Two new paths to drive political innovation
Competition and new frontiers are the main drivers for innovation.
Every year, hundreds of innovative companies come into existence solely because we can create new economic entities from scratch. We have blank slates to experiment with and try new technologies, processes, and business models. However, why don’t we observe such innovations in Government-related Institutions like Law, Regulations, Media, Public Transportation, and Health?
The reason lies in the very nature of the industry.
Governments are closed and monopolistic systems. They face significant barriers to entry. It’s nearly impossible to start a new country. Even if you are a high-level politician, implementing a simple change depends on convincing hundreds of people or enacting sweeping laws, which is extremely difficult and often ineffective.
Without experimentation, trial and error, and clean slates, there can be no innovation.
Nevertheless, in the past decade, this situation has been rapidly changing, driven by two major new frontiers: the Internet and Charter Cities.

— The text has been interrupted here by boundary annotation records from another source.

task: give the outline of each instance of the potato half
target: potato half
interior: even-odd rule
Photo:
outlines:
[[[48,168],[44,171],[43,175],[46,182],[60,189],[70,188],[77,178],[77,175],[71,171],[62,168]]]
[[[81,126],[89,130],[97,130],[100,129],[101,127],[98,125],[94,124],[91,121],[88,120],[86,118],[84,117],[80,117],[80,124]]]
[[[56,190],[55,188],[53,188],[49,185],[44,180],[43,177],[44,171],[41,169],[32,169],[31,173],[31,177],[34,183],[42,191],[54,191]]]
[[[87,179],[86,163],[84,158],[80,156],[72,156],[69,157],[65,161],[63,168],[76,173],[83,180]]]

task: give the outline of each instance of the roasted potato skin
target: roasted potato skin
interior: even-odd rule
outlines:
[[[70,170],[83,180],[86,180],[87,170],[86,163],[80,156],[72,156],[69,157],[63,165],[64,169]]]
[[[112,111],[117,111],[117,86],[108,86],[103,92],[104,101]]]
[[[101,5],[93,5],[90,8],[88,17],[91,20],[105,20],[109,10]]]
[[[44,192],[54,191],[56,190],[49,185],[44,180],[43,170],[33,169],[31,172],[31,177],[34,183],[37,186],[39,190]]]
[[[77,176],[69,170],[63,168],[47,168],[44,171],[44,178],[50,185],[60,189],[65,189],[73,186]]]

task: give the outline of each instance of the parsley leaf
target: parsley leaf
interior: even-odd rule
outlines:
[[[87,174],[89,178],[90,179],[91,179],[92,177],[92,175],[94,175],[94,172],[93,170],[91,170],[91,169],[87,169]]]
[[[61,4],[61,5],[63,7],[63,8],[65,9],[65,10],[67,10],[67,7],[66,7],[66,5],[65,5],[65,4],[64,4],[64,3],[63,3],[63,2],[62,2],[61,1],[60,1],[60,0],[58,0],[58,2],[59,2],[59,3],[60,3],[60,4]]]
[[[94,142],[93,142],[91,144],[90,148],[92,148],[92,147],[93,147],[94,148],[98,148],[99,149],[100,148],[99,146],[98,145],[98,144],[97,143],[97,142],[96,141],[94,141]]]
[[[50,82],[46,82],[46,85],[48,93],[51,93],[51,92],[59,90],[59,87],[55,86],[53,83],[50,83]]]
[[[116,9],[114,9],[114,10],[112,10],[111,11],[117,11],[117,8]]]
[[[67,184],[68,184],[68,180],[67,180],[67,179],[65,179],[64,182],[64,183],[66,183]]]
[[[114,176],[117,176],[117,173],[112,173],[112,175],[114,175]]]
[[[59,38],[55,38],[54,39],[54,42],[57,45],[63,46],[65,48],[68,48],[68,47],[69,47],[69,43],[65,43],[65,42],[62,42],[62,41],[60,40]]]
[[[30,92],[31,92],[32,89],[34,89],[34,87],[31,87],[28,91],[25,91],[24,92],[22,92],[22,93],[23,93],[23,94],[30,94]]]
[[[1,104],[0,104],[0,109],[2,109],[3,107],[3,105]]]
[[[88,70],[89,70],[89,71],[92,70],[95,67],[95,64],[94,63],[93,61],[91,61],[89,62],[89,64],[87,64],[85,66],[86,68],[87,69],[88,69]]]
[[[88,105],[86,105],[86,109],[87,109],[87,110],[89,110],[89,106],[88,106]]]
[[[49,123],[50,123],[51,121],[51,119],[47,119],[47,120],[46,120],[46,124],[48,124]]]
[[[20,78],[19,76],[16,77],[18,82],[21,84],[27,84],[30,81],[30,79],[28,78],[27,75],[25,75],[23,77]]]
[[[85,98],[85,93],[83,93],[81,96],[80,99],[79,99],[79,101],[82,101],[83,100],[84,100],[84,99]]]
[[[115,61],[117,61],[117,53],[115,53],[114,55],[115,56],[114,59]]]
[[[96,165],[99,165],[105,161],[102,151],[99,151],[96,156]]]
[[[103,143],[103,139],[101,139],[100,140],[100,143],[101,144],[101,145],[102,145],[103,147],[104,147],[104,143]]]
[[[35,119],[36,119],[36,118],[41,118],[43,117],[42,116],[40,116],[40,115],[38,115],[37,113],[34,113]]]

Charter cities are semi-autonomous regions established by a country, granted special jurisdiction and distinct laws, such as commercial, regulatory, tax, and property rights laws. The model aims to foster governance innovation and attract capital to accelerate social development and economic growth on a small scale. Some examples are Próspera in Honduras, Shenzhen in China, and DIFC in Dubai.
While undeniably powerful, this approach is still slow and dependent on technologically progressive governments. Rolling these initiatives out requires substantial energy and time for convincing and reforming. For instance, it took +5 years just for Próspera to establish the necessary new laws to initiate the project.
On the other hand, the Internet represents a completely new paradigm of innovation. It’s a genuinely uncharted frontier. It has enabled numerous successful experiments within Institutions, such as Media (Social Media), Education (MOOCs), and Currency (Cryptocurrencies). Moreover, in recent years, it has unlocked the rise of new types of communities, cities, and even countries, often referred to as Startup Societies.
These startups emerge as online collectives of like-minded individuals collaborating to drive innovation in specific aspects of the existing civic framework, such as Health Regulation, Public Architecture, and Governance.
Patri Friedman, a pioneer in governance competition, coined these initiatives as Sovereign Communities. They encompass a wide spectrum, ranging from co-living networks distributed across several pre-existing jurisdictions, such as Cabin City, which focuses on lifestyle innovation, to Network States, which are ambitious projects aiming to establish new diplomatic-recognized sovereign nations, such as Afropolitan and Praxis.
We have now entered an era where political change is no longer solely a function of voice. We have finally reached the technological and cultural point where we can establish new institutions from the ground up.
And, in the coming years, these new startups will demonstrate their best ability: to transform political scarcity into abundance.